Thieves are escorted
by Ed Cook, Contributing Writer
The down (southbound) stage rolled in this evening from Deadwood with shotun messengers Jesse Brown and Jim May in charge of two road agents, William Mansfield and Archie McLaughlin (Laughlin). Both have admitted implications in the Canyon Springs robbery of Sept. 26 and also to have taken part in the Whoop Up Canyon holdup.
McLaughlin had been in the party of robbers lead by Charles Carey that headed east from Canyon Springs after they split up their loot. They had one wounded man with them and bought a dead-axle wagon to haul him in and two ponies at Slate Creek.
William Ward was leading the pursuing posse, the trail led them around Rapid City then over the Divide to Boxelder Creek. Ward rode into Rapid City, eastern gateway to the Black Hills, and learned from stageline agent Ed Cook that Carey's party had bought an extra horse and supplies and headed across the prairie for Fort Pierre, river post on the Missouri. On a fresh mount, Ward was sided by Cook, sheriff F.P. Moulton, Deputy Steele and a force of volunteer manhunters.
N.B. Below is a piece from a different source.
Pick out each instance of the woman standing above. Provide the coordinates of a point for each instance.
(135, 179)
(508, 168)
Carey's wagon kept apart from the travel routes, however one evening a westbound freighter told them of a wagon party making camp in a gulch along the Cheyenne River breaks. Scouts located them near Pino Springs, and Ward's party surrounded it for a dawn surprise. At daylight they found the camp deserted.
Most of the volunteers, their mounts exhausted, turned home. It was past noon when Ward discovered Carey's trail had divided, two riders had made a swing back toward the Black Hills. As Ward, Cook and the sheriff stopped to analyze the situation, Ward declared excitedly "We should have searched the camp area back there. They left the gold behind." Carey had doubled back to recover the loot.
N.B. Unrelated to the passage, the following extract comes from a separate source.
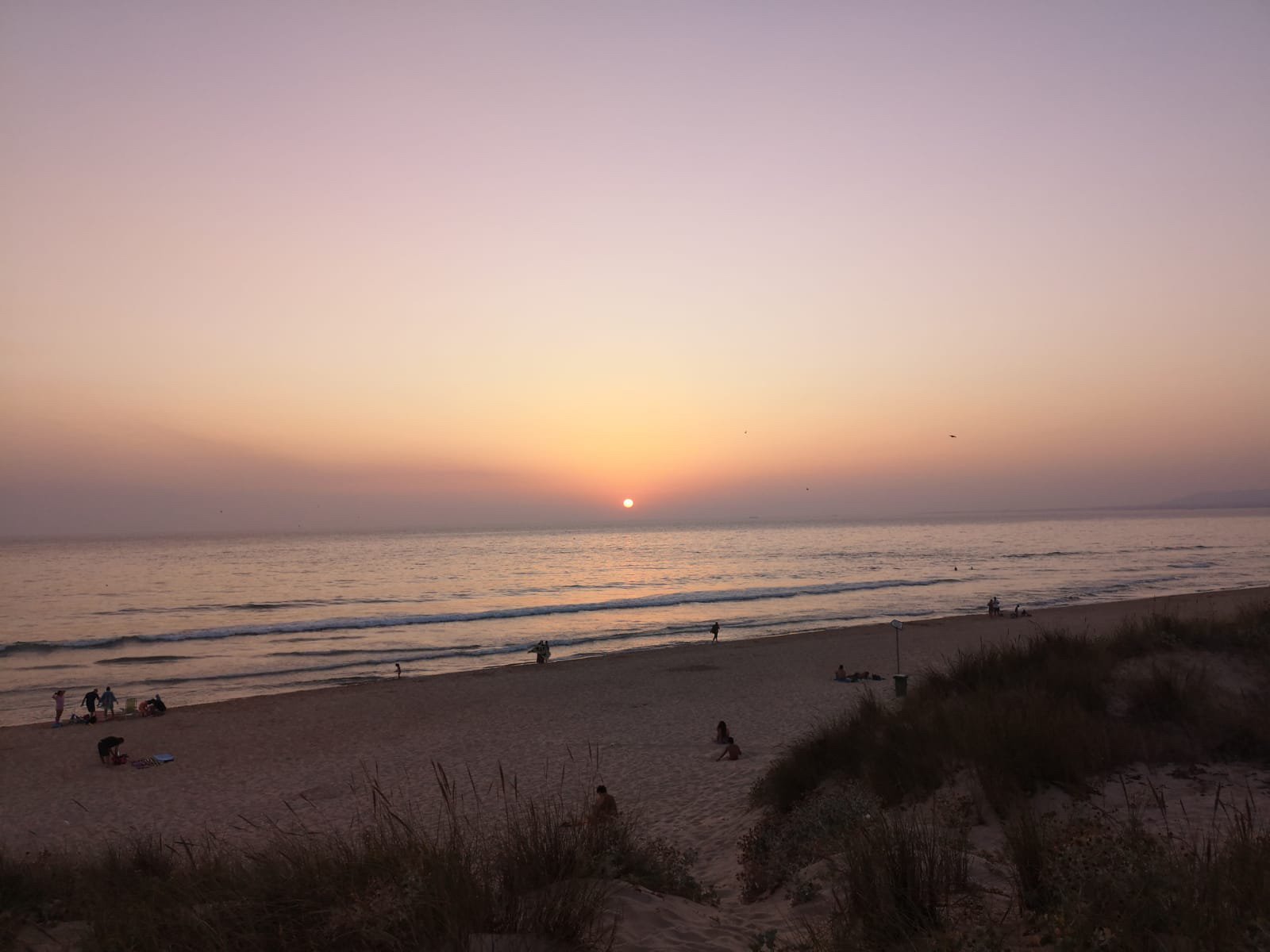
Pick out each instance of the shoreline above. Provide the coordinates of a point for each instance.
(864, 628)
(641, 723)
They headed straight back to where the wagon had been left. It was dark by the time they arrived, guided by the glow of the camp fire, they saw two men wrapped in blankets. The two men were "captured" and handcuffed before it was discovered that they were Dr. Whitfield and Ray Coney who had returned there after trails they had been following played out.
A morning search proved fruitful when two gold bars were uncovered. While Ray Coney was lifting out the loot, a rifle bullet broke his arm. They could not tell where the shot came from. Whitfield, Coney and Deputy Steele carried the gold back to the Black Hills.
Ward, Cook and Sheriff Moulton reached Fort Pierre after a river boat named the Rector had headed downstream with a "miner and a sick friend" aboard. As Ward was in the telegraph office alerting officers downstream, shots rang out on the waterfront.
Ward dashed out in time to see Moulton and Cook take a prisoner who was making a run for the ferry. He was carrying extra weight around his midriff and the warning shots had caused him to stop and surrender It was Archie (Red) McLaughlin (Laughlin) with gold dust bags on a money belt under his clothes.
(Information sources: "Robbery of the Bandit Proof Stage," by Joe Koller, Real West, Vol. VIII NO. 42; "The Cheyenne and Black Hills Stage and Express Routes," by Agnes Wright Spring.)